Measures how rigorously the run drove its own engineering workflow, read from the telemetry event stream: whether the commands it ran actually succeeded, how densely it verified its own work, and whether it used the structured sprint/phase/delegation process rather than running flat.

Up to 8 points. A run with a high command-success rate, dense verification and a full sprint/phase/delegation structure approaches 8; a run that thrashes failing commands and never verifies or structures its work scores low.

Component Weight What it measures Normalized to 0–1
Command success rate 50% Share of shell commands the run executed that exited successfully (command successes ÷ commands run), from the telemetry command events. A genuinely discriminating signal — baseline runs sit at 34–41%. Already 0–1; used directly (clamped).
Verification density 25% Verification events per 100 commands — how often the run checked its own work relative to how much it did. Band: 20 verifications / 100 commands → 1.0, 0 → 0.0 (linear).
Structured workflow 25% Whether the run used the structured workflow at all — credited for opening at least one sprint, at least one phase, and at least one delegation (one third each). Mean of the three 0/1 signals.

Telemetry-derived. A run with no `.favur/telemetry` event stream drops every component and the subject renormalizes away rather than scoring 0.

Deliverables max 6

6 × (0.40·completeness + 0.30·output_volume + 0.30·cost_per_loc)

Measures the shipped output recorded in the run’s deliverables manifest — whether it produced a complete set of artifacts, how much code it shipped, and how economically (cost per line of code).

Up to 6 points. A run that ships source, tests and docs in healthy volume at a low cost-per-LOC approaches 6; a thin or expensive-per-LOC run scores low.

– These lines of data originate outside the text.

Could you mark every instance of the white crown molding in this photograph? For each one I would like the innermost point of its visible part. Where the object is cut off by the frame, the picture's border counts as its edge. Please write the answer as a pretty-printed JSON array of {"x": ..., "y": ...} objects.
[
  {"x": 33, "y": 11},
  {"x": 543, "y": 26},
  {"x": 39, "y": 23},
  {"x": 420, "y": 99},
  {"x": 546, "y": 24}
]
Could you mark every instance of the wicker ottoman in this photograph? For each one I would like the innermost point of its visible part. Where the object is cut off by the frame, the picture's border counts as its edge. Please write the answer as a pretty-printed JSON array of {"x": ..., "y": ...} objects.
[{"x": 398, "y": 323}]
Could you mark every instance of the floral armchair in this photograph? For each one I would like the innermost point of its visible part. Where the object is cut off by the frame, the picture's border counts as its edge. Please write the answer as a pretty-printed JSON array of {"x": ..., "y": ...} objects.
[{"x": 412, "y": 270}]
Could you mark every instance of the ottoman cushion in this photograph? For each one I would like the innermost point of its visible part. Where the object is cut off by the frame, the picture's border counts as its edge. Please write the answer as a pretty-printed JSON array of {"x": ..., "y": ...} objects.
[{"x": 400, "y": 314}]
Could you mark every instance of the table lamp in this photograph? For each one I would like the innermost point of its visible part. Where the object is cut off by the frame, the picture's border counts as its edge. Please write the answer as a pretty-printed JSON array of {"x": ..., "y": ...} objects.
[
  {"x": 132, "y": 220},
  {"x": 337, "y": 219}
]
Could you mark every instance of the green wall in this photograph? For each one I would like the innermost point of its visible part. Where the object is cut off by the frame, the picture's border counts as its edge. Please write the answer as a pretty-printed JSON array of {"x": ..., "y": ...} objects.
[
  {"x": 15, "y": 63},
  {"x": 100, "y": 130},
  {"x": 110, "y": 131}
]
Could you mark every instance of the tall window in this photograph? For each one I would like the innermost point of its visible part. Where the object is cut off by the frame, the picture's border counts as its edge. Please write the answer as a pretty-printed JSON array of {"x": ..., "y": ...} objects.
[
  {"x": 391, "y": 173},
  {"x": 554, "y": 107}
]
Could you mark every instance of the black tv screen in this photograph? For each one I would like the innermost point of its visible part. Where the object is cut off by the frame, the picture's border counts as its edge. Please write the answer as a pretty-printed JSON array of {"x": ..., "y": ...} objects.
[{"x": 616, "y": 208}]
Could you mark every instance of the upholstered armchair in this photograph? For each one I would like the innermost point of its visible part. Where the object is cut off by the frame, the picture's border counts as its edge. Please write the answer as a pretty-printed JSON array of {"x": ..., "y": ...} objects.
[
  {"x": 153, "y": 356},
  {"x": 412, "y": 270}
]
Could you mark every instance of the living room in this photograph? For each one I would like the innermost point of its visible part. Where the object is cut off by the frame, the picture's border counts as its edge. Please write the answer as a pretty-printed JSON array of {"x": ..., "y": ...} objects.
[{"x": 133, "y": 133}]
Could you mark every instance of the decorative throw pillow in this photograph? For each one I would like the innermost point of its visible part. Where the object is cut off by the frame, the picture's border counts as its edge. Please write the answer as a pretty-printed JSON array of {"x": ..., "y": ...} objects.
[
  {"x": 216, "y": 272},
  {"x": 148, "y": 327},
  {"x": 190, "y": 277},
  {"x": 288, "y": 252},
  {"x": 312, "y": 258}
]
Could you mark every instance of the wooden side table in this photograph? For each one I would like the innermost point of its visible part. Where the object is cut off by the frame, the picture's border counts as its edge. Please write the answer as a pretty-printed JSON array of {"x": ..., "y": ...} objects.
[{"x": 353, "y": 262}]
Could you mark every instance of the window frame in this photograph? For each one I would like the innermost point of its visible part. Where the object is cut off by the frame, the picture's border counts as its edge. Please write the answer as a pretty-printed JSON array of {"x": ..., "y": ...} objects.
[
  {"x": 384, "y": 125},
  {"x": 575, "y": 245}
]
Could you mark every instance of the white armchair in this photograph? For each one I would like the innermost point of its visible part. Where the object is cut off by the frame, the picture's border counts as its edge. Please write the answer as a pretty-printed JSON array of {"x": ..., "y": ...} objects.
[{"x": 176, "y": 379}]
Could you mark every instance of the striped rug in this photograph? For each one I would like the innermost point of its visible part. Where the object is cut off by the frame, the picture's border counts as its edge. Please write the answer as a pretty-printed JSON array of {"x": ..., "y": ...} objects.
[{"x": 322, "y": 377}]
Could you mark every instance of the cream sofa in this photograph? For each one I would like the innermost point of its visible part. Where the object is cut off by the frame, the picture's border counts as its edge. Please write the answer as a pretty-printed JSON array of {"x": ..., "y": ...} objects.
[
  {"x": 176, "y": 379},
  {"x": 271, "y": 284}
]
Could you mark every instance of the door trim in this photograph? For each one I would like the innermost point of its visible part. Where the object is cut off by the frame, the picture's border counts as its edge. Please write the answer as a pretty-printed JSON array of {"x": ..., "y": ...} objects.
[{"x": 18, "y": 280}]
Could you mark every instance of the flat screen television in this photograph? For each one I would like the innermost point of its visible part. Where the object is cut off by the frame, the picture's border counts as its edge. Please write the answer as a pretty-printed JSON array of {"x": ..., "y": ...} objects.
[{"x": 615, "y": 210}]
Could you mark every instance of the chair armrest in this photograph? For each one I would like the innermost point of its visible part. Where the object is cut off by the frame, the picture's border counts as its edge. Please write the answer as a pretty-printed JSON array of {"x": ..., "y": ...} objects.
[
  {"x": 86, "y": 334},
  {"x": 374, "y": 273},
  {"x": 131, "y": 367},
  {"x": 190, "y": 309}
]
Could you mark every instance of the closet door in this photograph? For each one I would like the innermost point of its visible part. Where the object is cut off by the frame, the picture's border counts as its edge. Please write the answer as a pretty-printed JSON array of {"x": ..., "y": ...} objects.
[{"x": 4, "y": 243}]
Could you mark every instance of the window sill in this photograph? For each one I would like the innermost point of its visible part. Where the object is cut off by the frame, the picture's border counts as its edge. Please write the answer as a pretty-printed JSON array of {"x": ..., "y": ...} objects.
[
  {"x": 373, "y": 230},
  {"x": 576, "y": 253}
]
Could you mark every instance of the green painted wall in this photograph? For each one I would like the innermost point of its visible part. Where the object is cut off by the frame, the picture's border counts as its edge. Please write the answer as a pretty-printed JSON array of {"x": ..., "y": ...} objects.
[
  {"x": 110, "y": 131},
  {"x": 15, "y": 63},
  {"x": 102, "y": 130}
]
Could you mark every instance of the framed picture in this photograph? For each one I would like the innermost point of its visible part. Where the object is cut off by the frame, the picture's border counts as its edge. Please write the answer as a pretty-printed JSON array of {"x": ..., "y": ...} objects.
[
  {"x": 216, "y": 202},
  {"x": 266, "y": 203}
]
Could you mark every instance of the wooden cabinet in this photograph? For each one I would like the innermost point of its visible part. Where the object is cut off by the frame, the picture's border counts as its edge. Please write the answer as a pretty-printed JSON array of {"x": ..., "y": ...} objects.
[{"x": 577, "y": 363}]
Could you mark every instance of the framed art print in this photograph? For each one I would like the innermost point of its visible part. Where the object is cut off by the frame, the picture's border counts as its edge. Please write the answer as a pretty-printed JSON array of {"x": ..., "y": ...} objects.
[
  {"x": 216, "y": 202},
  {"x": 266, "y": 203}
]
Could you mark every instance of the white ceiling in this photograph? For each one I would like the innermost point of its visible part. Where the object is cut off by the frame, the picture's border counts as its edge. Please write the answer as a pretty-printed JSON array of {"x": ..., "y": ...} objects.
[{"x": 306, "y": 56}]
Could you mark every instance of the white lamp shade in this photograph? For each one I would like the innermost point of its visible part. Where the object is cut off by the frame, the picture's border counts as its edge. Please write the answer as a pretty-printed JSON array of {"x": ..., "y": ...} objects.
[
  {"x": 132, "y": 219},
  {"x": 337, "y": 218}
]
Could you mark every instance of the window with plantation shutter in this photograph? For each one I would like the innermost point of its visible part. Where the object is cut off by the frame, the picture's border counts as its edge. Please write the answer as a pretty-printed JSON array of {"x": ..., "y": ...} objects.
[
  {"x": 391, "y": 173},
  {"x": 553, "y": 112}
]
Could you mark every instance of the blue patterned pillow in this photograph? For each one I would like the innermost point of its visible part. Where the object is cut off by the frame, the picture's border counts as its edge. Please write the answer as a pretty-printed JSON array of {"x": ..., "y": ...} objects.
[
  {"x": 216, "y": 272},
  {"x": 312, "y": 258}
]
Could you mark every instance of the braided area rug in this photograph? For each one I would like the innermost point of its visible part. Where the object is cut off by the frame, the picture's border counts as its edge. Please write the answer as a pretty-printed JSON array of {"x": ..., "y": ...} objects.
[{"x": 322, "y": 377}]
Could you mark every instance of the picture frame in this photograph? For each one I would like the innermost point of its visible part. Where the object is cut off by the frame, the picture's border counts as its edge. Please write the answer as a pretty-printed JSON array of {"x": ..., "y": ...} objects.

Component Weight What it measures Normalized to 0–1
Completeness 40% Whether the run shipped each of the three artifact kinds — source, tests and docs — counted as the fraction of the three present. Fraction of {source, test, doc} kinds present (0, ⅓, ⅔, 1).
Output volume 30% Shipped code lines of code — source + test LOC from the manifest, de-duplicated by content hash (docs are excluded so they cannot dominate the volume). Band: 8,000 code LOC → 1.0, 200 → 0.0 (linear).
Cost per LOC 30% Run cost divided by shipped code LOC — how expensive each line of delivered code was. Lower is better. Band: 0.001 / LOC → 1.0, 0.02 / LOC → 0.0 (linear).

A run without a `meta.deliverables` manifest drops every component and the subject renormalizes away. The cost-per-LOC term also drops when cost or code LOC is unavailable.